My husband and I watch "Da Ali G Show" every week. Baron Cohen is brilliant in all three guises (Borat, Ali G and Bruno) and gets people to show their true selves. Would those who complained to the ADL prefer to think that anti-Semitism didn't exist in that Tucson bar that night? Did they think that Baron Cohen was inciting anti-Semitism? In fact, he was -- but to show that it lies just below the surface of our society. Wouldn't they rather see and hear what still exists in this country? At least then they will not become complacent thinking nothing bad could happen here. They should be grateful to all of Ali G's personae for exposing anti-Semitism as well as homophobia and bias against minorities and the disabled. When people are prejudiced against any one segment of our society, a good chance exists that they are prejudiced against many others.
Baron Cohen exposes this weekly. As he would say, "Check it!"

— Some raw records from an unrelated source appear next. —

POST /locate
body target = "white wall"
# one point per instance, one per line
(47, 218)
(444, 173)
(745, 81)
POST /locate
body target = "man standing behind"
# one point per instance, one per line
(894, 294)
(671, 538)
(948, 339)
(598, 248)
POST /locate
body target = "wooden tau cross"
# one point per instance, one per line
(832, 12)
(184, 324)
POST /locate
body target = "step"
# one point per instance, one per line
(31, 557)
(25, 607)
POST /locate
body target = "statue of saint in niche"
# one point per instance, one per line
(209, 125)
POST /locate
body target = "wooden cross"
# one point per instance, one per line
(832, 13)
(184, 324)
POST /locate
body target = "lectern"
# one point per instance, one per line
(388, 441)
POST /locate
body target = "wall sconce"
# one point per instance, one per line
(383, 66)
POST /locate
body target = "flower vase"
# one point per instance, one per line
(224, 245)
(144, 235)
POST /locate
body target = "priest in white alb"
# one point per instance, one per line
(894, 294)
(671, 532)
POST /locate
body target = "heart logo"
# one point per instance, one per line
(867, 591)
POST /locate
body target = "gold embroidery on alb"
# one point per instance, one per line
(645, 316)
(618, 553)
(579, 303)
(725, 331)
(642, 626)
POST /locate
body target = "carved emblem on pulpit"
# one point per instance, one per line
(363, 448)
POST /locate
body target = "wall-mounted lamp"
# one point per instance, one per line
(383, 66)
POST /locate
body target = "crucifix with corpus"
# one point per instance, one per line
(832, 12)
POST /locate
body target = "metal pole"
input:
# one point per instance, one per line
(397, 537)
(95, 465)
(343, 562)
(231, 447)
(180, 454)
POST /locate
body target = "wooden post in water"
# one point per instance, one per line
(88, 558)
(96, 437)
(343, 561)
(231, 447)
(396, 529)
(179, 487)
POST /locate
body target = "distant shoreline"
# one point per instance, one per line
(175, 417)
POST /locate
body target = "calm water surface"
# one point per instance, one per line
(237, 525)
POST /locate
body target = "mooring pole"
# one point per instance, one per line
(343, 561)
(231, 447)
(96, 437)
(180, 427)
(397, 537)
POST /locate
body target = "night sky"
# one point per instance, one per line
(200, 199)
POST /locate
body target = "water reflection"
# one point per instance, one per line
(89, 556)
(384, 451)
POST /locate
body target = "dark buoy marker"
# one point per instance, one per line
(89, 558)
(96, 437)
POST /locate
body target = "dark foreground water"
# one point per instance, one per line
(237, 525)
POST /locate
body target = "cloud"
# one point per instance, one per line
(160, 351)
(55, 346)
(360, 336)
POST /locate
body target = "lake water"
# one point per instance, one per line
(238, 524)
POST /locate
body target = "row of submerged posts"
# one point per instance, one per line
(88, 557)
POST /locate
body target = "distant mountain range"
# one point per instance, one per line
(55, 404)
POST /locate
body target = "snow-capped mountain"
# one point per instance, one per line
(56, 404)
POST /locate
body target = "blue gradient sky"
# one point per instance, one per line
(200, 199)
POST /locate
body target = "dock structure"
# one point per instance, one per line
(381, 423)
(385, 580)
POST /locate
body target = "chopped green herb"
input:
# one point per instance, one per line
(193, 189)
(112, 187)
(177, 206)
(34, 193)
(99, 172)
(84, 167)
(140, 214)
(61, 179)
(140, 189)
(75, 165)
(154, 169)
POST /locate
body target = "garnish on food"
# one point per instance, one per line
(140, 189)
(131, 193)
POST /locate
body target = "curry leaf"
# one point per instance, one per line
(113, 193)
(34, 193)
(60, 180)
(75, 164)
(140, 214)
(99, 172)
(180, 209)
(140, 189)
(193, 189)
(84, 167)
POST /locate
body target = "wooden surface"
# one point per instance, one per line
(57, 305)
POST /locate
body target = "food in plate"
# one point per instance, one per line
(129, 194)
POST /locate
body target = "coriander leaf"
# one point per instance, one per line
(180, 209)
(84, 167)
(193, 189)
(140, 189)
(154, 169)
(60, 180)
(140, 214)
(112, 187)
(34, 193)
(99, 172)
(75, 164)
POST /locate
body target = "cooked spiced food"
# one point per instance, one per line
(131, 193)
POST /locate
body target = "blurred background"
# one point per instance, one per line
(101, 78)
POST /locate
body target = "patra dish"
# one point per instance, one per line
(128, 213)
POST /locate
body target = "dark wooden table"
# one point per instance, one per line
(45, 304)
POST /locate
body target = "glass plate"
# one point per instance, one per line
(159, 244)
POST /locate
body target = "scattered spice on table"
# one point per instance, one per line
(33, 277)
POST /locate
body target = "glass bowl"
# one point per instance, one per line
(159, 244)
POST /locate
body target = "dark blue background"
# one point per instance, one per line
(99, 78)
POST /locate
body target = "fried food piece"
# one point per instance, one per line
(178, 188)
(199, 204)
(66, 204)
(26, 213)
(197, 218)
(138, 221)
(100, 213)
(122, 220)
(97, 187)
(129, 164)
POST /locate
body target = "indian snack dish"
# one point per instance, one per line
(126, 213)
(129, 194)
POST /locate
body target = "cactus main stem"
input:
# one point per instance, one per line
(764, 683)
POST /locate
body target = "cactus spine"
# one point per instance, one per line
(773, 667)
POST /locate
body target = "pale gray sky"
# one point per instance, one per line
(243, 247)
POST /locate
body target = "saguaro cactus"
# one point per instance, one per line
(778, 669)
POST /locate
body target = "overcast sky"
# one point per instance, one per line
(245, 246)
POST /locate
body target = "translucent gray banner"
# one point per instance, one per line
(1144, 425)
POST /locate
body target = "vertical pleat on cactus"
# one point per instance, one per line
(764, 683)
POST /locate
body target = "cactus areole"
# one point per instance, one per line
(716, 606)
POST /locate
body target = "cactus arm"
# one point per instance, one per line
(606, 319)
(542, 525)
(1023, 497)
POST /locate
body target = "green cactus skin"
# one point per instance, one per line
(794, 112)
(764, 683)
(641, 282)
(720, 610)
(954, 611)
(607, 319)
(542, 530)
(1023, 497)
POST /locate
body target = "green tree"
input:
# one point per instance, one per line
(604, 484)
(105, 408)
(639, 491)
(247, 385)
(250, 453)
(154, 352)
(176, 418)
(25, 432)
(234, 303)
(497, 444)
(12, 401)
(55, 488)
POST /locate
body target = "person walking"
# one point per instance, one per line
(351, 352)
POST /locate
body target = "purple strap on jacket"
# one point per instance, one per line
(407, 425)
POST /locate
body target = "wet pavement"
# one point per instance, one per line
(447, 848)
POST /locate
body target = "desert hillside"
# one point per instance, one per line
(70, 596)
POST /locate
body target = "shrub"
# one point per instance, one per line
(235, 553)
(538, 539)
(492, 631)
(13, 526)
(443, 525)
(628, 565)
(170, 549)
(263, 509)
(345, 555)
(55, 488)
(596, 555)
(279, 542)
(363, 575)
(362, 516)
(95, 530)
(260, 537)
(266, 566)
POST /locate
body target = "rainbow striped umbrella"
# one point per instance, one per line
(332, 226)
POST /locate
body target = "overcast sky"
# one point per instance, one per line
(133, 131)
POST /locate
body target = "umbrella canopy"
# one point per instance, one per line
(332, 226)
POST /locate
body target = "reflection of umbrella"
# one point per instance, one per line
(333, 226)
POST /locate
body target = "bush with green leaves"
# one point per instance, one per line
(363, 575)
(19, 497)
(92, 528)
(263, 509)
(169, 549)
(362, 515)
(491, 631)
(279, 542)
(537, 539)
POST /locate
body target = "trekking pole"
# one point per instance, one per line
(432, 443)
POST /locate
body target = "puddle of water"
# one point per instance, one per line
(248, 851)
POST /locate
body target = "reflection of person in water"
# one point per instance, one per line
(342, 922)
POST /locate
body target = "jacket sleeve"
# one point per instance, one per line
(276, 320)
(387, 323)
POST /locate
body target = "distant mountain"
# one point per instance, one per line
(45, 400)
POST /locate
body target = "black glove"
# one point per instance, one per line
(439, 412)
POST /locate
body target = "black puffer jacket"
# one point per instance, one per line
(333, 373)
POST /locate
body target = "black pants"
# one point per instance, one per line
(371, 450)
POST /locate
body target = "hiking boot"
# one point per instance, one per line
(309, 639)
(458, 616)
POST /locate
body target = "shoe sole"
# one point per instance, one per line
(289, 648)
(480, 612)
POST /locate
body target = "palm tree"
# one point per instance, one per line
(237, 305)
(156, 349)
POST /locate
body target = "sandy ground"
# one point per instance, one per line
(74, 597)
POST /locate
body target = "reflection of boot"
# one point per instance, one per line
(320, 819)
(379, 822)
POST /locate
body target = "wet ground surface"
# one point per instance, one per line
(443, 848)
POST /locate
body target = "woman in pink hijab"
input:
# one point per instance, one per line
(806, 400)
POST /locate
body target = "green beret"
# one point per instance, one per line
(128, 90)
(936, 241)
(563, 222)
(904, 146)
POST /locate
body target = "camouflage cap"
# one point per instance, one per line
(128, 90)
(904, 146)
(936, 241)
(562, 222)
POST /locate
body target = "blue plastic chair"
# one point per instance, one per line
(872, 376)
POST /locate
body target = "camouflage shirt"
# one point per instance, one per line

Judi Birnberg, Sherman Oaks
We Love Singles
My wife and I subscribe to The Journal. We are not on the Internet and I therefore made a special trip to the library about 10 miles from our home to send this e-mail. I really enjoy the singles articles because I think way back to when I was single in both Phoenix and then later in Van Nuys. The articles really make me smile and laugh. They are great. Here are some of my favorites:
"Test a Jew" by Mark Miller (July 30); "Un-Orthodox Date" by Marilyn Anderson (July 23); "A New Relationship" by Teresa Strasser (July 2); 4. "Pariah or Trendy" by Sandra Hurtes (June 25); 5. "What Men Want (to Say) by Mark Miller (June 18).
Thanks to all of you. It takes great articles like yours to cause me to stop and read them.
Armand J. Filer, Thousand Oaks
Doug Rushkoff is very naive in thinking that without Israel, anti-Semitism will actually go away ("Was Israel Created for Another Reason?" Aug. 20).
He forgets all atrocities committed against Jews all over the world, not just Europe. He discounts Islamic anti-Semitism as a by-product of the creation of Israel. Islamic anti-Semitism has been around as long as Islam has. Arab populations are oppressed because of their ignorance, illiteracy and ruthless regimes. With or without Israel, those regimes will find 1,001 excuses to oppress their people. As they have done in the past 14 centuries of Islamic existence, and often Jews have been the scapegoat. Anti-Semitism is a feeling with no reasoning behind it. It is passed down from generation to generation.
Solie Nosrat, Encino
One Tough Room
I found Bill Weiner's column on older adults hilarious and kind-hearted ("One Tough Room, " Aug. 13). I hope to see his oblique take on life in future issues.... I do miss Teresa Strasser, though. Perhaps Weiner will make me a regular reader again. What a find.
Ben Caswell, Los Angeles
Tom Tugend's article on Mel Levine contains a distortion of history by Ed Sanders that made my blood turn cold ("Mel Levine Takes Kerry Mideast Post," Aug. 20). Sanders stated that American preoccupation with Watergate was responsible for the Yom Kippur War. The truth is that Egypt and Syria had been meeting regularly since March 1973 to carefully plan an attack on Israel. While there was rattling of sabers over Watergate, the "hot button" issue of October l973 was the resignation of Spiro Agnew, which occurred during the Yom Kippur War.
The American people, in giving Nixon a massive, landslide victory in l972, saved Jews from their own naivete.